A lot of speculation was made about the impact of Revis's training camp holdout. The general consensus was that by missing the majority of camp, the Jets first round pick had set himself too far behind the learning curve to make an immediate impact. The general consensus was wrong.
Revis has proved early that his progression, and feel for the defense, is well ahead of schedule.
"It's something that I put on myself when I wasn't here in the holdout." Revis said of the obligation he felt toward grasping the playbook. "I stayed on my game, worked hard, and did what I had to do. So when I came back I wouldn't let my teammates down."
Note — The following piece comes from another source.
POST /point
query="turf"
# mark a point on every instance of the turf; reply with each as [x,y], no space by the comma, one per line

Revis grasped the defense quicker than most thought possible, and when an injury sidelined Andre Dyson, it opened the door for the Pittsburgh product to get the starting nod in Week One.
Thus far, he's yet to disappoint.
In his first two professional games, Revis has recorded thirteen tackles, including ten solo. Additionally, he is yet to make a glaring mistake in coverage.
It's a well known fact that a young cornerback is usually viewed as easy prey for an offensive coordinator. Quarterbacks have been known to salivate at the opportunity to take advantage of an inexperienced DB. For some inexplicable reason, this has not been the case. It's Revis's counterpart, David Barrett, that seems to be the marked man.
"I don't know if I earned that much respect." Revis said. "Right now, I don't really focus on that. I just focus on playing, and doing my job. If they come at me, I have to be ready to play. If they don't, I still have to do other things. I have to play nickel and dime, and do other things on defense to help the team win."
The play of Revis has been a bright spot for a Jets team that finds itself in an early 0-2 hole. With the schedule softening, and the defense looking to build on the second half of last Sunday's loss to Baltimore, the team will undoubtedly rely even more on the overachieving rookie.